Reeves signed a bill Wednesday that became law immediately, legalizing medical marijuana for people with debilitating conditions such as cancer, AIDS and glaucoma. Though Reeves mentioned the benefits of medical marijuana, he took a dig at recreational users suggesting that pot smokers are less motivated to have jobs.

"There is no doubt that there are individuals in our state who could do significantly better if they had access to medically prescribed doses of cannabis," Reeves wrote in a statement posted to Twitter. "There are also those who really want a recreational marijuana program that could lead to more people smoking and less people working, with all the societal and family ills that that brings."

Reeves made it known in his statement that the approved bill is not one he would have written, but it was legislators who wrote the final version.

He noted that the current bill allows individuals to receive 3 ounces of marijuana per month, compared to the original 5 ounces per month. In a social media post last month, Reeves said the amount of marijuana a person could get was the reason he didn't sign the bill sooner.

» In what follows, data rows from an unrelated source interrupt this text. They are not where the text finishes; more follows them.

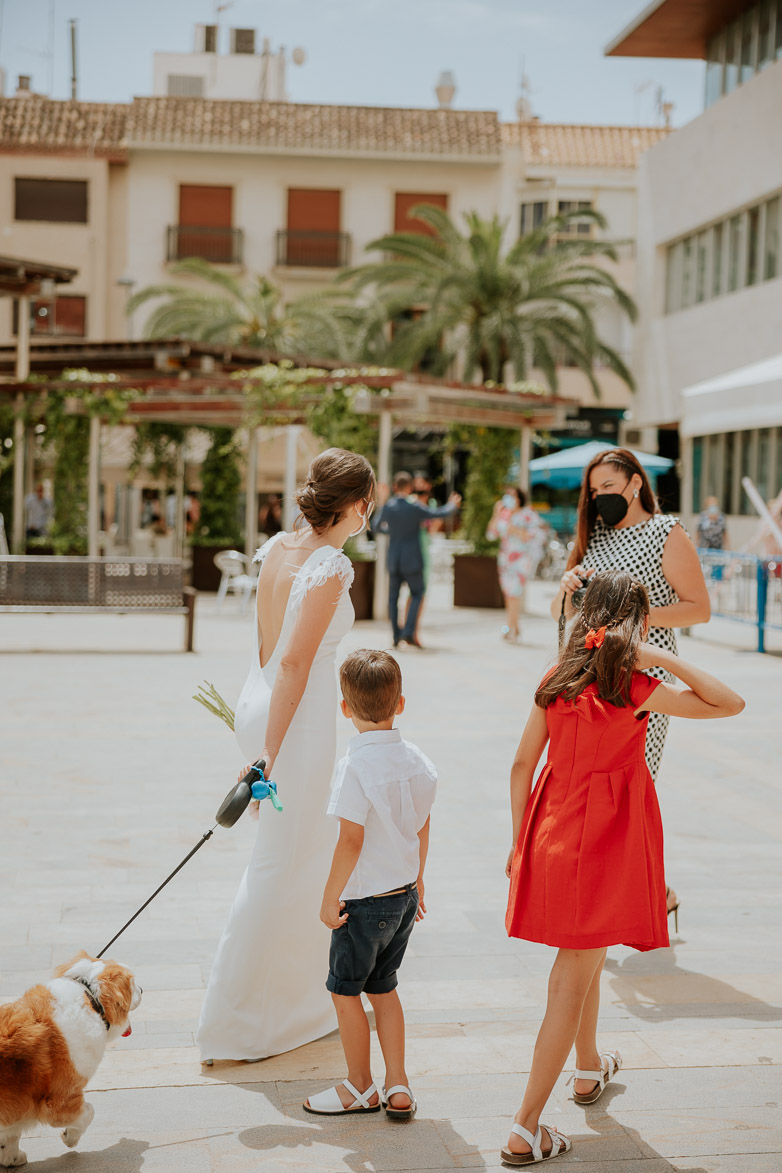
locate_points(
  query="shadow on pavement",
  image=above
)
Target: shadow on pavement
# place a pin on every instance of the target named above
(124, 1157)
(633, 983)
(603, 1124)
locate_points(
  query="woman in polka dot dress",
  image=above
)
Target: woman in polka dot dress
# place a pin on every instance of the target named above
(620, 527)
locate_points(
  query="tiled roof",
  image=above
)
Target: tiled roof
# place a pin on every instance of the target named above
(548, 143)
(293, 127)
(38, 123)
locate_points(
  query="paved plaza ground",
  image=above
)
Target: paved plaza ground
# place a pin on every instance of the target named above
(110, 773)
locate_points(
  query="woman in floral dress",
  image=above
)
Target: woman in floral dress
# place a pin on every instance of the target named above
(521, 535)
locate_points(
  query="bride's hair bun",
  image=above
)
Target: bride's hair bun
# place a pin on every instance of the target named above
(335, 480)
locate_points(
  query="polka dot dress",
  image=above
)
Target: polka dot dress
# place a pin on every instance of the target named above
(638, 549)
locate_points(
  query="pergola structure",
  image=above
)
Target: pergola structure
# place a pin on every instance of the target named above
(25, 280)
(194, 384)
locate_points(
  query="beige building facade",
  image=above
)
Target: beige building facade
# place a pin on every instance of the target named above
(708, 348)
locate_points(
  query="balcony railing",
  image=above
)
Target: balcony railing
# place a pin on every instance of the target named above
(220, 245)
(315, 250)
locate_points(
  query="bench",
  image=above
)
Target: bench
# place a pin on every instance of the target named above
(79, 585)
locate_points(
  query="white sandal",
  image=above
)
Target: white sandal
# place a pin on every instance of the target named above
(610, 1064)
(559, 1144)
(398, 1113)
(330, 1104)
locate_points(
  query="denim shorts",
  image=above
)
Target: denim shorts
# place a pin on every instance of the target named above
(367, 950)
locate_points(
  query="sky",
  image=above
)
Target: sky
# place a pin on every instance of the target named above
(368, 52)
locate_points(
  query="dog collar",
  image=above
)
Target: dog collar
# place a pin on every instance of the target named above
(95, 1002)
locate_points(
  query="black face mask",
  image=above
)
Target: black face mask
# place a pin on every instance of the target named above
(611, 507)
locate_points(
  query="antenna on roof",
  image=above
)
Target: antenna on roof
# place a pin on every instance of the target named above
(524, 103)
(73, 60)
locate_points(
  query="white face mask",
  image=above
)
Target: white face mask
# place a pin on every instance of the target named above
(365, 519)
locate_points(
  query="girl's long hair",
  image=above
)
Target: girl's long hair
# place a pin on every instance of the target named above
(630, 465)
(619, 603)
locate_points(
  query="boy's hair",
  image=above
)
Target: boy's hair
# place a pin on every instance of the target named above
(619, 603)
(372, 684)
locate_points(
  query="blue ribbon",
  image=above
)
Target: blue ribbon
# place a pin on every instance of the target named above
(265, 790)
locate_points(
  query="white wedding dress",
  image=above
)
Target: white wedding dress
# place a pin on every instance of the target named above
(267, 988)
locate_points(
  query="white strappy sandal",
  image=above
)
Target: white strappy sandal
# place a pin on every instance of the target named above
(398, 1113)
(610, 1064)
(330, 1104)
(561, 1144)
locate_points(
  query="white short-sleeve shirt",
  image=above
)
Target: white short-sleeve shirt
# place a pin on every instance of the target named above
(387, 786)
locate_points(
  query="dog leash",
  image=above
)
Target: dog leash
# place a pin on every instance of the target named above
(233, 805)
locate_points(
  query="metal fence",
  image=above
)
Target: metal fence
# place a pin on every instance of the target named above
(77, 583)
(745, 589)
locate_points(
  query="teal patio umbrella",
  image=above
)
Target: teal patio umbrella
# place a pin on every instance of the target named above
(565, 469)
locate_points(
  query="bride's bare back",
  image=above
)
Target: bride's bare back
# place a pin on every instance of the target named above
(274, 584)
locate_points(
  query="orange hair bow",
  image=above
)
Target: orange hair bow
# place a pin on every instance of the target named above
(595, 638)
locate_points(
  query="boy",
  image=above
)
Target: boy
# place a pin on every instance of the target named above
(382, 794)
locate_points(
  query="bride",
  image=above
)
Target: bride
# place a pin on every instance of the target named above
(266, 992)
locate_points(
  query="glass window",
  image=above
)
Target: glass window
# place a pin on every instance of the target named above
(728, 467)
(732, 56)
(772, 246)
(576, 228)
(763, 462)
(56, 201)
(716, 260)
(698, 465)
(714, 68)
(747, 65)
(753, 241)
(745, 506)
(734, 246)
(764, 48)
(532, 216)
(700, 266)
(673, 278)
(687, 275)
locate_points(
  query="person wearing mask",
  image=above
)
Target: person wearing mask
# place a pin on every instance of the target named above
(401, 520)
(521, 535)
(620, 527)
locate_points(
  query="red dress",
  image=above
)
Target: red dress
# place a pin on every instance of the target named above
(587, 868)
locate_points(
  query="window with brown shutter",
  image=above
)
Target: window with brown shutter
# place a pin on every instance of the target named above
(205, 225)
(313, 234)
(55, 201)
(65, 317)
(405, 201)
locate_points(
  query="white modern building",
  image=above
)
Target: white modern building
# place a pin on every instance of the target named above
(250, 69)
(708, 346)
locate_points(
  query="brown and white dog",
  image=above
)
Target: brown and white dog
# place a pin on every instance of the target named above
(52, 1042)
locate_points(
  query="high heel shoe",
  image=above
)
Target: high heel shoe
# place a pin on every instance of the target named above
(674, 909)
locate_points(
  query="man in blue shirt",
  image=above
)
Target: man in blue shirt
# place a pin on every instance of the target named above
(401, 520)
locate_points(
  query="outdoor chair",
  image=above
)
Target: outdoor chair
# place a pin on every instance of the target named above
(236, 575)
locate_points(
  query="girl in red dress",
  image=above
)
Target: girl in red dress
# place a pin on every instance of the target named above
(586, 867)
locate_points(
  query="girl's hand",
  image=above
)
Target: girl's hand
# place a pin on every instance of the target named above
(648, 656)
(571, 580)
(422, 908)
(331, 913)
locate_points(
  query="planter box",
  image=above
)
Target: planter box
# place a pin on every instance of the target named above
(475, 581)
(205, 575)
(362, 589)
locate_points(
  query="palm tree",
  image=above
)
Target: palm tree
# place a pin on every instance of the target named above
(529, 306)
(240, 313)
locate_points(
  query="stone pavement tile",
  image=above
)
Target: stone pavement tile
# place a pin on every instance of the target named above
(140, 1148)
(695, 1131)
(709, 1163)
(715, 1046)
(344, 1143)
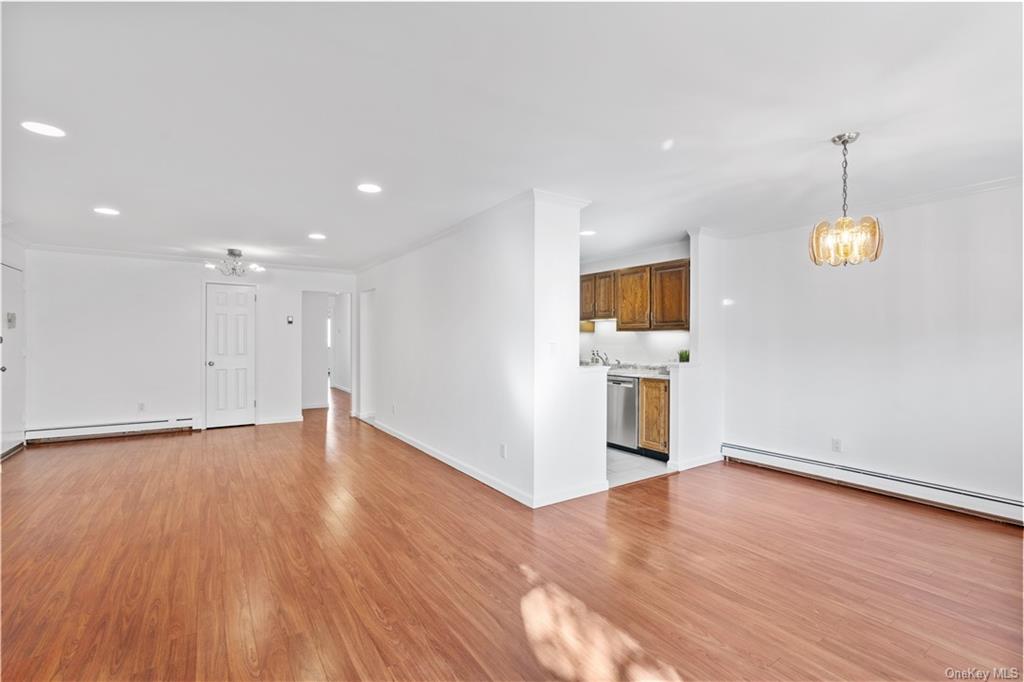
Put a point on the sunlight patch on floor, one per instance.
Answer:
(574, 643)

"The bill allows any individual to get 3.5 grams of marijuana per day, he wrote on Facebook. "A simple google search shows that the average joint has 0.32 grams of marijuana. Therefore any one individual can get enough weed to smoke 11 joints a day. Every day."

Mississippi medical marijuana
Mississippi became the 37th state to legalize medical marijuana for people with debilitating conditions, after Governor Tate Reeves signed the legislation Wednesday. Getty Images

Legislators agreed to reduce the total amount of marijuana by 40 percent—though Reeves asked for a 50 percent reduction. Reeves said because he fought for the reduction in the new law, "there will be hundreds of millions fewer joints on the streets because of this improvement."

For those seeking medical marijuana, the legislation states they have to be prescribed by a medical doctor or doctor of osteopathic medicine. A prescription will also require an in-person visit, not by tele-health.

The law also states that dispensaries cannot be within 1,000 feet of schools or churches.

Mississippians voted to approve a medical marijuana program in November 2020. The Associated Press reports that the Mississippi Supreme Court invalidated the measure six months later because it wasn't properly put on the ballot.

"For all the people who are touched in some way by a loved one or someone they know who benefits from medical cannabis, this brings their quality of life back," said Ken Newburger, executive director of the Mississippi Medical Marijuana Association, a group that pushed for legalization, according to AP.